Objective: We conducted a randomized case-control study in depressive inpatients to assess the effects of agomelatine and venlafaxine on psychomotor functions related to driving skills and on driving performance in an on-road driving test.

Method: 40 depressed inpatients treated with agomelatine (n=20) or venlafaxine (n=20) were tested before pharmacological treatment (t0), and on days 14 (t1) and 28 (t2). 20 healthy subjects were examined in the same time schedule to control for retest effects in psychomotor measures. Additionally, participants were rated in a standardized on-road driving test on day 28 by a licensed driving instructor, who was blind with respect to treatment, diagnosis and test results.

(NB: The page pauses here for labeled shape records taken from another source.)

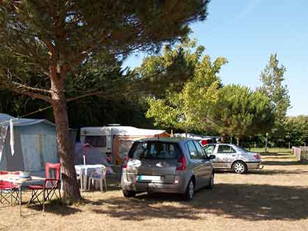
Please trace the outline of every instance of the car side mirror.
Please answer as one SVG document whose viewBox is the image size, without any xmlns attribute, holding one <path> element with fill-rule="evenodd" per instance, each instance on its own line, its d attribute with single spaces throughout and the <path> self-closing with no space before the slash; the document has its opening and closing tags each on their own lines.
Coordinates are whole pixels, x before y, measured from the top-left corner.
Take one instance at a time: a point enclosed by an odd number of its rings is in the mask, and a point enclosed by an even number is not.
<svg viewBox="0 0 308 231">
<path fill-rule="evenodd" d="M 216 158 L 216 156 L 215 154 L 211 154 L 210 157 L 208 157 L 208 159 L 214 159 Z"/>
</svg>

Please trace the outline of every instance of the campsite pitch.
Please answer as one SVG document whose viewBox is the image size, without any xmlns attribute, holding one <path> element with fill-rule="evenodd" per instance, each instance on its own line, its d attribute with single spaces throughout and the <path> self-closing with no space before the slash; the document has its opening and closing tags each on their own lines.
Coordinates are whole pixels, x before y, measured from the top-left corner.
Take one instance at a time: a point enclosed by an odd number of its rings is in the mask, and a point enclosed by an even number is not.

Results: After 4 weeks of treatment (t2) with agomelatine or venlafaxine, patients showed a significant reduction in depressive symptoms, and a distinct improvement in psychomotor functions. Controlling for retest effects in psychomotor measures, data indicate, that both patient groups significantly improved in tests measuring reactivity and stress-tolerance. Furthermore, prior discharge to outpatient treatment (day 28), 72.5% of patients were labeled abundantly fit to drive in the on-road driving test by a licensed driving instructor. However, patients did not reach the performance level of healthy controls in functional domains tested. Significant differences between treatment groups were not observed.

Conclusion: Our results indicate that depressed inpatients treated with agomelatine or venlafaxine show a better test performance on tasks related to driving skills than do untreated depressives and could predominantly be rated as fit to drive on an actual driving test prior discharge to outpatient treatment.